Latin Kings conspiracy trial begins in federal court
A war between two local gangs that lead to the shooting deaths of two men outside a Griffith restaurant in 2007 started when the wrong person was killed, a Latin Kings gang member testified Tuesday in federal court.
Jose Zambrano, 32, of Sauk Village, Ill., spent the beginning of co-defendant Martin Anaya’s trial at U.S. District Court in Hammond telling a jury how the Latin Kings operate in Chicago, including a leadership structure that rivals the military and an intense rivalry against other gangs.
Anaya, of Chicago, is on trial for charges of taking part in the racketeering conspiracy of the Latin Kings, dealing vast amounts of drugs and murdering Christina Campos, an Illinois woman. Most of the 22 other defendants charged in the case have already pleaded guilty, and many are expected to testify against Anaya, including Highland resident Alexander Vargas, whom Zambrano described as one of the regional leaders, or Incas, of the Latin Kings.

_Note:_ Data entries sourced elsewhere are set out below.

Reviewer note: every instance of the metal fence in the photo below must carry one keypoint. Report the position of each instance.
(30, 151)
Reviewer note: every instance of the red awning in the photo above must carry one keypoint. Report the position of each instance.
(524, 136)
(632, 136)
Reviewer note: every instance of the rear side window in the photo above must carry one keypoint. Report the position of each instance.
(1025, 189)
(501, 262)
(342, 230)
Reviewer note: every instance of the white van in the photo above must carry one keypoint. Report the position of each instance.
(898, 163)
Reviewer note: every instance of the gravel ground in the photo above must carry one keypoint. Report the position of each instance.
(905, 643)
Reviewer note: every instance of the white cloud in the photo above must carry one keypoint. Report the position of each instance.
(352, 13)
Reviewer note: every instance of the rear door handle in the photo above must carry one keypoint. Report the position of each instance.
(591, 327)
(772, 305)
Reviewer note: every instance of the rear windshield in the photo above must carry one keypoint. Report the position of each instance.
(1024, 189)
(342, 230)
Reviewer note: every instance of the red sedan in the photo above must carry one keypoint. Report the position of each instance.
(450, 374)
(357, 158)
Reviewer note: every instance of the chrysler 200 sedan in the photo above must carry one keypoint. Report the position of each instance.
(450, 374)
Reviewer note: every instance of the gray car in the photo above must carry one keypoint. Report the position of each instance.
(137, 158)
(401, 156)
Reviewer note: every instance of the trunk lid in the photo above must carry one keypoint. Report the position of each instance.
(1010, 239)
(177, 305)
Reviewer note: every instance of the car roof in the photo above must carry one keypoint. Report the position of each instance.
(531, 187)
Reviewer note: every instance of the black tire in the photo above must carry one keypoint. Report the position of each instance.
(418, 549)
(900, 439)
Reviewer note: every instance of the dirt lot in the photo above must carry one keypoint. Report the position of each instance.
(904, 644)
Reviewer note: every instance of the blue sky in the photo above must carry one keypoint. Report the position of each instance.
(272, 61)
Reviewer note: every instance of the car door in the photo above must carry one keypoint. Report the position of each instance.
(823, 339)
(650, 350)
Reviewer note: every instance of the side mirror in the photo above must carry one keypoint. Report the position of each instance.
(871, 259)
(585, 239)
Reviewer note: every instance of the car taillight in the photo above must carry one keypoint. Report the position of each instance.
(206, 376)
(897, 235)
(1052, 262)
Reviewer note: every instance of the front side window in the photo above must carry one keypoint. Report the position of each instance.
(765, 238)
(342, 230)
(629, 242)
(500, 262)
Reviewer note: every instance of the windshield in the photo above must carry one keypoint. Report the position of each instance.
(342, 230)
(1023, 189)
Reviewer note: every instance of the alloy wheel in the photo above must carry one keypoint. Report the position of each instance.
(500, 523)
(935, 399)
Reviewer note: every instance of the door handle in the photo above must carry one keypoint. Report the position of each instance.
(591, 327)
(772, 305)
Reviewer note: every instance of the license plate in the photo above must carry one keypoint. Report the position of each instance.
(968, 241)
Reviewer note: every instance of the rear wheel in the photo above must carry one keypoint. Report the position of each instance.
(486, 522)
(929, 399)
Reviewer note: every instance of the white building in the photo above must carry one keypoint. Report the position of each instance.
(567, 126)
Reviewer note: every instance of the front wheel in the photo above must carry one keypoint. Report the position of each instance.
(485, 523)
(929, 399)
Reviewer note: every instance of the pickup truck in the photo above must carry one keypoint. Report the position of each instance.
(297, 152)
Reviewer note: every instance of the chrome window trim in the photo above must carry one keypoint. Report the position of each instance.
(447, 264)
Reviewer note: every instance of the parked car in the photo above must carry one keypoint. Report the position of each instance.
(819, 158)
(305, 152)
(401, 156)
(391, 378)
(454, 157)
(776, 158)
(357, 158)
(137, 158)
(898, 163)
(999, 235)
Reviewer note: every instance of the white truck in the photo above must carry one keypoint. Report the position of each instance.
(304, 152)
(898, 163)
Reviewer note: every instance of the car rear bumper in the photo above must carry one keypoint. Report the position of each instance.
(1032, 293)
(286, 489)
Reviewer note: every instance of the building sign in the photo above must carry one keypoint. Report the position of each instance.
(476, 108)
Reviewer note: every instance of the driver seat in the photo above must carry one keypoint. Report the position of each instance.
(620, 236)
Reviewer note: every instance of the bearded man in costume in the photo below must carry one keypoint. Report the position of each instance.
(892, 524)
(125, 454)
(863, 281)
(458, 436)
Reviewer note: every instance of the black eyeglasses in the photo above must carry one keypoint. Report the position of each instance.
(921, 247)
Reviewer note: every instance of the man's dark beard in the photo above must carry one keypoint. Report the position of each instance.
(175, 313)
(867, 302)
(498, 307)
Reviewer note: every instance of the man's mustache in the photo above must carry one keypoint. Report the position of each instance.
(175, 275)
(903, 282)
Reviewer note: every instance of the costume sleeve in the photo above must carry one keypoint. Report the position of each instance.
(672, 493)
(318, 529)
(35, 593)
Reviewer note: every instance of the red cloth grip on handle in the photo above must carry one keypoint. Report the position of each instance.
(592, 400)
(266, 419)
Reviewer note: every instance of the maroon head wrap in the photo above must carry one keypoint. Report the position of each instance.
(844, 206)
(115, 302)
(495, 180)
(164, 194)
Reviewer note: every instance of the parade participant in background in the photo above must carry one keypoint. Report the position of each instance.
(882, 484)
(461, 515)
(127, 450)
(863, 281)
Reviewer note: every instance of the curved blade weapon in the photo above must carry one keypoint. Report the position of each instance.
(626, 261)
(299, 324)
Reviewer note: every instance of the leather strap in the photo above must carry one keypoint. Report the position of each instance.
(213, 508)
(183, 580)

The 2007 Griffith double homicide started after Vargas’ brother was shot and killed in October 2006. Zambrano, who was a regional enforcer and reported directly to Vargas, told the jury that Vargas’ brother and a friend were standing outside a house talking to a Latin King member when someone in a car pulled up and started shooting. Vargas’ brother and the friend both died, but the Latin King member, who Zambrano said was the actual target of the shooting, escaped unscathed.
Vargas was especially upset, Zambrano said, because his brother was not involved with the Latin Kings. The leader called a meeting at his house, crying before his fellow members and telling them how he couldn’t sleep at night. He wanted blood, but not just any would do. Zambrano said Vargas wanted to see the leaders of the Latin Dragons, who they believed called for the shooting, die.
“It was basically an all-out war,” Zambrano said.
Another Latin Kings member, Brandon Clay, did shoot and kill a Latin Dragons member in November 2006, Zambrano said, but that wasn’t enough for Vargas because the man, Edward Delatorre, was considered a low-level member. Instead, he kept pushing a hit list of known leaders of the Latin Dragons, and Zambrano said at one point he and another gang member made a bet that whoever killed a Latin Dragons leader first would get a free steak dinner from the other person.
They finally got their chance when they received word that James Walsh and fellow Latin Dragons leader Gonzalo Diaz would attend a birthday party at what was then Sopranos restaurant in Griffith in February 2007. The two men, along with three other defendants, waited several hours before Diaz and Walsh came out.
“We pulled up and road-blocked the car,” Zambrano said.
Clay and co-defendant Jermaine Ellis both got out, with Clay shooting Walsh and Ellis shooting Diaz, Zambrano said.
The men left but were soon chased by police. They made their way to an alley off of Calumet Avenue, where they jumped out of the car and ran. Zambrano said he escaped by hiding for several hours in the snow under a bush.
Anaya’s attorney, Adam Tavitas, cautioned the jury during his opening speech to question the credibility of the witnesses, pointing out that many of them face decades and life in prison unless they cooperate.
Joseph Cooley, an attorney with the U.S. Department of Justice, said during his opening statement that other gang members will testify about how Anaya, one of the oldest among the defendants, helped to recruit Vargas but remained a street soldier. Others will testify about how Anaya and other Latin Kings members drove into the territory of the rival Latin Counts and started shooting. One of those Latin Dragons, Christine Campos, ran for cover.
“This defendant walked up and shot and killed her as she was hiding between two cars,” Cooley told the jury.
He emphasized that although they would hear evidence about the murders of Campos, Walsh, Diaz and several other people, the trial was really about the criminal conspiracy of the Latin Kings. And although Anaya was never a leader in the group, he did help to distribute large quantities of drugs and “raised addicts” across Chicago and Northwest Indiana.
Zambrano described that gang activity, including how the Latin Kings have operated under three ultimate leaders, or coronas, who oversaw various regions in and around Chicago. Each region had its own set of leaders and oversaw street chapters that had their own numerous leaders, including treasurers and secretaries. Members were required to pay a monthly due of $20 and attend regular meetings. Anyone who missed three consecutive meetings had to run three laps around a park.
Zambrano testified that he woke up one time to discover a fellow gang member’s van sitting outside his house, holding 150 kilograms of cocaine that the Latin Kings wanted him to store until they could sell it.
The trial is expected to last two to three weeks.